Ce jour-là, ta mère m’avait appelé et elle avait senti la menace venir. Elle savait que quelque chose de grave allait arriver mais je n’ai pas tout compris à temps. Ton père aussi l’avait compris, il avait anticipé beaucoup de chose même si ce n’est pas la totalité. Sa confiance aveugle en son ami l’avait empêché de voir énormément de choses qui étaient pourtant visible. Habib vous a tout prit, absolument tout même vos vies et il ne s’est pas limité là-bas, il a souillé leurs noms et terni leurs images. C’est un monstre et je n’arrive pas à croire qu’on était ami avec lui, avec ce sans cœur.
Aujourd’hui il mène une vie royale, avec l’argent de ton père et malgré tous les crimes qu’il a commis et qu’il continu à commettre il est intouchable.
Ta maman m'a fait promettre de te garder en vie et de t’éloigner de lui autant que possible et c’est ce que j’ai fait. C’est pour cela que je t’ai menti. Si Habib apprend que tu es en vie il n’hésitera pas à s’en prendre à toi et je ne pourrais pas le supporter.
Elle a continué à parler, me faire des confidences les unes plus douloureuses que les autres et ce, pendant des heures.
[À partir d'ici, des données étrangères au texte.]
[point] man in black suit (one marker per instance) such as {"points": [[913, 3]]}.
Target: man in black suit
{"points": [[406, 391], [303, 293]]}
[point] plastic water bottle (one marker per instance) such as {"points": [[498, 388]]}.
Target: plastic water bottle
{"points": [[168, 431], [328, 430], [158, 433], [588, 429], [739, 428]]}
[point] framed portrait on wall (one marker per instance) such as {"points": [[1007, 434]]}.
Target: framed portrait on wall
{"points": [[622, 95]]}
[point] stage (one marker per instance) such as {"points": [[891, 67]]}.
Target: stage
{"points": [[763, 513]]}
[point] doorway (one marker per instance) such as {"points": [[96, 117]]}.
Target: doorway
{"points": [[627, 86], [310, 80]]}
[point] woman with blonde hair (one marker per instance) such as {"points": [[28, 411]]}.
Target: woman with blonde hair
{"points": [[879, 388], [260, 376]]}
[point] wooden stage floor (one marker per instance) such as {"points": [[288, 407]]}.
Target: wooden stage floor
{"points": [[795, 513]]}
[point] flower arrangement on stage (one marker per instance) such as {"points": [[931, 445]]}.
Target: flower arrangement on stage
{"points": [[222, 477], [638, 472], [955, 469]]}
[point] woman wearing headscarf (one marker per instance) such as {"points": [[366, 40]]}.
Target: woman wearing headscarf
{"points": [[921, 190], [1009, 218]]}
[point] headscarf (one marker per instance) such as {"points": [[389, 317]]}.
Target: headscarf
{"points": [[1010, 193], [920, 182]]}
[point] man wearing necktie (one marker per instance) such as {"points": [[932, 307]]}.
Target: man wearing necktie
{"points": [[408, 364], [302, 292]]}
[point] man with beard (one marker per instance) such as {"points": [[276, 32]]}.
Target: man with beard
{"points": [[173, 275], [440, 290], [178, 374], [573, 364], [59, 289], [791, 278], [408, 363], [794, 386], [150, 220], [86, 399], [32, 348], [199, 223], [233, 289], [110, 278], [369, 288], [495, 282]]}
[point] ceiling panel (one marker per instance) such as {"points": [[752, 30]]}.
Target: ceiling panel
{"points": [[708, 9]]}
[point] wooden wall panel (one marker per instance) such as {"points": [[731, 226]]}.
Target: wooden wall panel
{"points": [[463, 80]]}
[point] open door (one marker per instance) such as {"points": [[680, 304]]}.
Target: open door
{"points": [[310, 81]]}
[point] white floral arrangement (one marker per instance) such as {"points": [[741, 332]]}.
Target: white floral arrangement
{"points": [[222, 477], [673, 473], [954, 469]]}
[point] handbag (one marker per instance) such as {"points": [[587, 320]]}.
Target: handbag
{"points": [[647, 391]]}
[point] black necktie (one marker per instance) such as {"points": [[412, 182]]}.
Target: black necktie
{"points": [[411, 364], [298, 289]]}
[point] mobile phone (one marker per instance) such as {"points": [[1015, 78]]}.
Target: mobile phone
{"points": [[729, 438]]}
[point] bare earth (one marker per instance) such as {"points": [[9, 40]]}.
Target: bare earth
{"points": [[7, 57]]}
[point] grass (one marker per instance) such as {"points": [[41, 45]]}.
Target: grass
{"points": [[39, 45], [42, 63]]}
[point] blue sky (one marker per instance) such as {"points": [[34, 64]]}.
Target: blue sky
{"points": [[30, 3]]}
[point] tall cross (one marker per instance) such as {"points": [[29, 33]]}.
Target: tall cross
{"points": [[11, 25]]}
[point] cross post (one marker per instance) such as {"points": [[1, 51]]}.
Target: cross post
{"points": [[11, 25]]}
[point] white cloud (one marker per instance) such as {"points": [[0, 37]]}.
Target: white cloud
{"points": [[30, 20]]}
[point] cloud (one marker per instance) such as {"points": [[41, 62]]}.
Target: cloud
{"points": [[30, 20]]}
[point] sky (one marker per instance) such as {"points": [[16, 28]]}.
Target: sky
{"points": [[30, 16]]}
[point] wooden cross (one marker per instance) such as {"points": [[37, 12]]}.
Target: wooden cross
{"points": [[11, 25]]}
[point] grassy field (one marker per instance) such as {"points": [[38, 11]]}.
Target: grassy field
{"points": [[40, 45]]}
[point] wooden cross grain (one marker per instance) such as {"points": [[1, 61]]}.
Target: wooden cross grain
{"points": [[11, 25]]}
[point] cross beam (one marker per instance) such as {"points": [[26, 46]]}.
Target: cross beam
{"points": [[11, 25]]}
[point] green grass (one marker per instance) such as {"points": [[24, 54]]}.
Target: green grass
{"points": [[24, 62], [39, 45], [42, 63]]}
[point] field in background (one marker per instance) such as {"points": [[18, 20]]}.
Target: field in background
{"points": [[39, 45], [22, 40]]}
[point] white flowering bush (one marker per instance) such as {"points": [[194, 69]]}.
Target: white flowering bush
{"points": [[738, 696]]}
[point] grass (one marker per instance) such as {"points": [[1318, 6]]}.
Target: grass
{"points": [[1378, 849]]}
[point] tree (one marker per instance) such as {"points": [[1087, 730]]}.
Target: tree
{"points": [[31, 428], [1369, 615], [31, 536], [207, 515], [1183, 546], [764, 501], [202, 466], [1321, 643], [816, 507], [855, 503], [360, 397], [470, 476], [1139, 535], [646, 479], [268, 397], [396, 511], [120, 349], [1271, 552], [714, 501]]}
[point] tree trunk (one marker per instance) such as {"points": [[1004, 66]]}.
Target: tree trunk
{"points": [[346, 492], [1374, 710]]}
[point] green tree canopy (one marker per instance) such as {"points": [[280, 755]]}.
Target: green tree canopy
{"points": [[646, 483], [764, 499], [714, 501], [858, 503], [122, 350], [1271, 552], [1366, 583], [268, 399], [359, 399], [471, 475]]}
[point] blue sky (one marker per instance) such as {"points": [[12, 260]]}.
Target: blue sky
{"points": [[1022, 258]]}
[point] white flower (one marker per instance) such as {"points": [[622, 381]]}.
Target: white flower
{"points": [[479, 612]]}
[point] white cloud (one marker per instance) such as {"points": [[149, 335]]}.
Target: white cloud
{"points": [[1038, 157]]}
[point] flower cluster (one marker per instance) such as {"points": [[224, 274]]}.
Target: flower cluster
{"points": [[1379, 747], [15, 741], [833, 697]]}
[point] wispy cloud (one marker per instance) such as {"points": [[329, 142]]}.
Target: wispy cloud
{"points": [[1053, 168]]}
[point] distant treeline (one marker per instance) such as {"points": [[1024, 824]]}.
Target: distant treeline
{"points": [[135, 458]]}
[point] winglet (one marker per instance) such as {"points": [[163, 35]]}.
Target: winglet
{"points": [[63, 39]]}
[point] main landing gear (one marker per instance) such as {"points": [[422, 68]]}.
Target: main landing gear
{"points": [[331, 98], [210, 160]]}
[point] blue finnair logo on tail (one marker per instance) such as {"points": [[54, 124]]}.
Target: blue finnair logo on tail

Et moi tout ce que j’ai compris et retenu, c’est que cet Habib est responsable de tous mes malheurs. Il est la raison pour laquelle je n’ai pas de parents, pas de souvenir et un avenir incertain. Comme dit maman, il ne s’est pas contenté de tuer mes parents et prendre leur bien, non il fallait aussi qu’il souille leur honneur et je crois que c’est ce qui me fait le plus mal. Les infos que j’ai lues hier sur mes parents m’ont brisé à jamais et c’est de sa faute. Plus maman parlait, plus ma haine grandissait et tout en moi réclamait justice.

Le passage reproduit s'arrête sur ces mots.